Movie review There Will Be Blood (2007)
July 4th, 2008
Paul Thomas Anderson’s "There Will Be Blood" is bright. The centerpiece is the great Daniel Day-Lewis, wHO is unafraid. After all, oilman Daniel Plainview (Daniel Day-Lewis) is no sympathetic hero world Health Organization finds Supreme Being. There’s no "quality arc." He gets meaner as his biography goes on.
Daniel is lean and weathered, not by the harsh atmospheric condition of his work merely with his inner demons expressing themselves on his face and body. He is outcast, hates people, lies, and cheats. He is a bastard through and through. His only love is for his adopted young son and "partner", H.W. (Dillion Freasier).
Clearly, novelist Upton Sinclair (who wrote "Rock oil!" in 1929) understood that people never modification. It’s a myth. Unless, of course, and it’s only a modification, if you swallow Jesus as your personal Savior, or medicate yourself (I know firsthand).
"Blood" is an epic that begins with Daniel, freezing in stark purdah, prospecting for silver and gold. This work is dirty, solitary, and dangerous. Instead, when Daniel hits oil, he begins a cutthroat calling as an oilman. It’s his only pleasure. A sober young man, Eli Sunday (Paul the Apostle Dano), comes to him with a proposition. He wants money for information where on that point is oil color soaking up the fields. He necessarily money for his church. Daniel accesses the domain and wants to buy up all the surrounding territory since monolithic Standard Oil is already closure in.
The squalor of the citizenry is mitigated only by their deeply religious nature – something Daniel cannot abide with. The townspeople are delighted with Eli, their self-anointed fire-and-brimstone young preacher. Eli’s father and the former families put their cartel in Daniel, who has cheated them out of not but their land, but earnings.
Daniel’s passion is scarce as strong as Eli’s. He skillfully uses his study of people, and what they want, as manipulation. Eli seduces with promises of salvation; Daniel seduces with promises of wealth.
The dangerous boring takes a toll on the workers and an accident causes H.W. to be badly injured. He loses his audience and is cruelly rejected by Daniel – for burning down their tent.
To earn the only if hold-out landholder – Daniel needs to build a pipeline on the man’s property to bring the oil to the sea – he must confess his sins and accept Jesus in front of the full community.

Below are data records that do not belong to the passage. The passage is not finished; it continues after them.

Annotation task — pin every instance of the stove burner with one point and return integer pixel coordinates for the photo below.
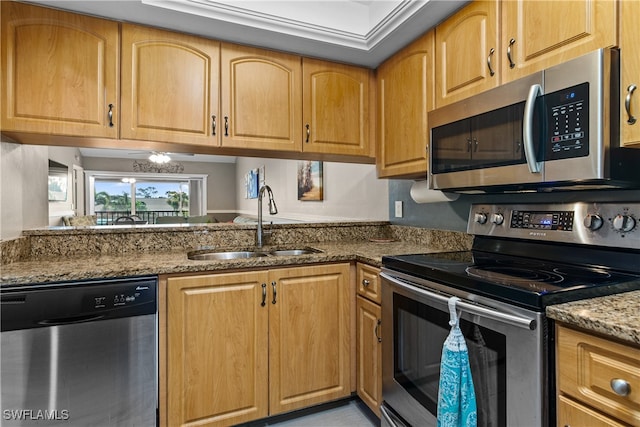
(514, 275)
(583, 273)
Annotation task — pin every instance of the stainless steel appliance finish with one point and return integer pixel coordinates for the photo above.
(552, 129)
(80, 354)
(524, 258)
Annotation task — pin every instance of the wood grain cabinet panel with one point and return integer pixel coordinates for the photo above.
(547, 33)
(630, 73)
(169, 86)
(261, 99)
(599, 373)
(335, 105)
(468, 52)
(59, 72)
(246, 345)
(405, 94)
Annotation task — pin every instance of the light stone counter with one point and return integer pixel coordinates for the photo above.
(616, 316)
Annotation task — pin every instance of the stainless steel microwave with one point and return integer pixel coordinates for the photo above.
(558, 128)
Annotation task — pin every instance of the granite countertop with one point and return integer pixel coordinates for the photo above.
(167, 262)
(617, 316)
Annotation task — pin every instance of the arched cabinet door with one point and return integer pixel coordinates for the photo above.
(169, 86)
(405, 95)
(261, 94)
(59, 72)
(336, 112)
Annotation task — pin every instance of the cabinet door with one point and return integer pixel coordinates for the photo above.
(468, 52)
(335, 108)
(369, 353)
(217, 356)
(309, 336)
(540, 34)
(630, 72)
(571, 413)
(405, 95)
(169, 86)
(261, 99)
(59, 72)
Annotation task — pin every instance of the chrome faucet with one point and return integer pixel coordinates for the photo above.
(272, 211)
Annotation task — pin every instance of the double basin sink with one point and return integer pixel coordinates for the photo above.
(216, 255)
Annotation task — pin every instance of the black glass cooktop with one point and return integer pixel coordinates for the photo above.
(528, 282)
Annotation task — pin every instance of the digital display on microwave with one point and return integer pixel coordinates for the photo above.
(567, 113)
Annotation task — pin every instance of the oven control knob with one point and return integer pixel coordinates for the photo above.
(497, 218)
(480, 217)
(624, 222)
(592, 221)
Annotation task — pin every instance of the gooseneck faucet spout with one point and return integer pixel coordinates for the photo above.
(273, 209)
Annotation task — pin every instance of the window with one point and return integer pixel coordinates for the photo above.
(111, 195)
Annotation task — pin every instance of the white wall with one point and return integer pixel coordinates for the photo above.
(23, 188)
(351, 191)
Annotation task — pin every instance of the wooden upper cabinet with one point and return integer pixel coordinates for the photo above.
(59, 72)
(540, 34)
(630, 73)
(405, 94)
(261, 94)
(169, 86)
(468, 54)
(336, 116)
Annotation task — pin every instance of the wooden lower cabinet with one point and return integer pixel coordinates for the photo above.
(369, 353)
(597, 380)
(242, 346)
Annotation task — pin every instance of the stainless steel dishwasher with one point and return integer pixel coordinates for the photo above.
(80, 353)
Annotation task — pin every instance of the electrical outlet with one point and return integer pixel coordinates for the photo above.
(398, 208)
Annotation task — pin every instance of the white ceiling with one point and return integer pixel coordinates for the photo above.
(357, 32)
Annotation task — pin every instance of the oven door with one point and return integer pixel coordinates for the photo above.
(506, 351)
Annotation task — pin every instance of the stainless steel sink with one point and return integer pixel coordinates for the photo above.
(223, 255)
(294, 252)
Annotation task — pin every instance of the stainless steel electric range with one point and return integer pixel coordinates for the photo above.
(523, 258)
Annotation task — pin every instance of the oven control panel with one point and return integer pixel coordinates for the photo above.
(604, 224)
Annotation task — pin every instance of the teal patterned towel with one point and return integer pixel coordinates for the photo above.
(456, 395)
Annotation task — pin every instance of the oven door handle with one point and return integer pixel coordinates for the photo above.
(479, 310)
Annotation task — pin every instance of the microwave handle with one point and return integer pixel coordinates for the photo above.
(527, 129)
(471, 308)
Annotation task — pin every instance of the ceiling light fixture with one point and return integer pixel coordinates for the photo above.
(159, 158)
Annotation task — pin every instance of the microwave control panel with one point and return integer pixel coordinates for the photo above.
(603, 224)
(567, 113)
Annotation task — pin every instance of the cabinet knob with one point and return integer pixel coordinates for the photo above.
(627, 104)
(511, 63)
(620, 387)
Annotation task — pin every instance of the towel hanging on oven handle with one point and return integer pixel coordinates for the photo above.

Daniel’s humanity is awakened when a man, Henry (Kevin J. O’Connor), comes to Texas and claims he is his half-brother. He asks for a job and Daniel begins to bring him around as a surrogate for H.W.
Yet, Daniel begins to feel uneasy about Henry.
To go any further would only break apart a fib ripe with a mesmerizing study of a unpitying man pose on transforming a landscape, purging the earth of its treasure, and liberation himself from all material needs. Only amassing money can release him from the reek of other people.
As Daniel’s empire flourishes, he disintegrates. In the final stage, he is alone in his sign of the zodiac. H.W. has returned to say him he wants to start his own oil drilling company in Mexico. Daniel sees this as his word becoming a competitor and savagely tells him world Health Organization he actually is and why Daniel raised him. It’s agonizing in its cruelty.
Daniel Day-Lewis is electrifying. He has embraced this role as if it was his last. He is consumed with Plainview. He revels in the function. Day-Lewis’ protrayal ranks with the great performances of Robert De Niro in "Raging Bull" and Charlize Theron in "Monster."
We have a bun in the oven Day-Lewis to fully assimilate his characters. Has he ever walked through a role? But it is Paul Dano who is a shock. He shook me. It is to Anderson’s skill that Dano’s performance is so scandalous. His confidence in his character’s accuracy is breathtaking.
The original music by Jonny Greenwood (much of the brainiac behind Radiohead) is grand. Luckily, I have the CD. This score is perfectly rough-textured and such a classifiable companion to the tone of the film that it will stand aboard other great film scores.